19-22 MARCH 2026
SUMMA. Hans Georg Berger, an exhibition by MUSEC at MIA Photo Fair BNP Paribas, Milano
From 19 to 22 March 2026, on the occasion of the MIA Photo Fair BNP Paribas, MUSEC presents Summa, an exhibition of black and white works by German photographer Hans Georg Berger (born 1951). The project brings together 35 photographs, most of which have never been seen before, carefully selected from the artist’s archives. These long-preserved and now rediscovered shots form a body of work of particular aesthetic value and bear witness to the consistency and depth of Berger’s research over a period of more than forty years. The exhibition, curated by Francesco Sabrina Camporini e Paolo Campione, is conceived as a thematic and circular journey develops from nature to human experience, from the body to architecture, to the aesthetic and intellectual dimension, before returning to the starting point. The selection of works, most of which are unpublished, stems from an aesthetic consideration: it includes his first Irish shots, photographs of Elba (in particular at the Hermitage of St. Catherine), life in Munich, images of Asia and his trip to Egypt with Hervé Guibert.

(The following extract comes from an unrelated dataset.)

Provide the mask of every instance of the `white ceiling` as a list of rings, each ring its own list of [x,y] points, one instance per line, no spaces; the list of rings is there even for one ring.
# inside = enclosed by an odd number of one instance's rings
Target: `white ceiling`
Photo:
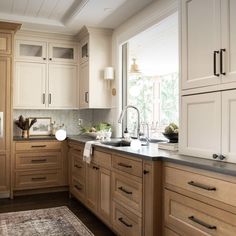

Hans Georg Berger was born in Trier (Germany) in 1951. After studying philosophy of religion, in the early 1970s he was an actor, screenwriter, and director for the Rote Rübe theater group. From 1977 to 1983, he was director of the Internationales Festival des Freien Theaters in Munich and co-founder of the Münchener Biennale. In the late 1970s, he began restoring the Hermitage of Saint Catherine on the Island of Elba, transforming the ancient Franciscan convent into an international art center and creating a botanical garden dedicated to the wild flora of the Tuscan Archipelago. Alongside his experience on Elba, Berger launched a series of long-term photographic projects in the 1980s, focusing primarily on the cultural dimension of ritual and meditation as a source of spiritual research. The main focus of his research and training activities was Laos, Thailand, and Iran, countries where he stayed on several occasions and for long periods, weaving an extensive network of relationships that also facilitated the implementation of important international cooperation projects.
In the city of Luang Prabang, the ancient capital of the Kingdom of Lan Xang and, until 1975, the residence of the king of Laos, Berger founded the Buddhist Photography Archive in the late 1990s with the aim of preserving and promoting a unique heritage of over 35,000 images taken by monks from the birth of photography to the end of the 20th century.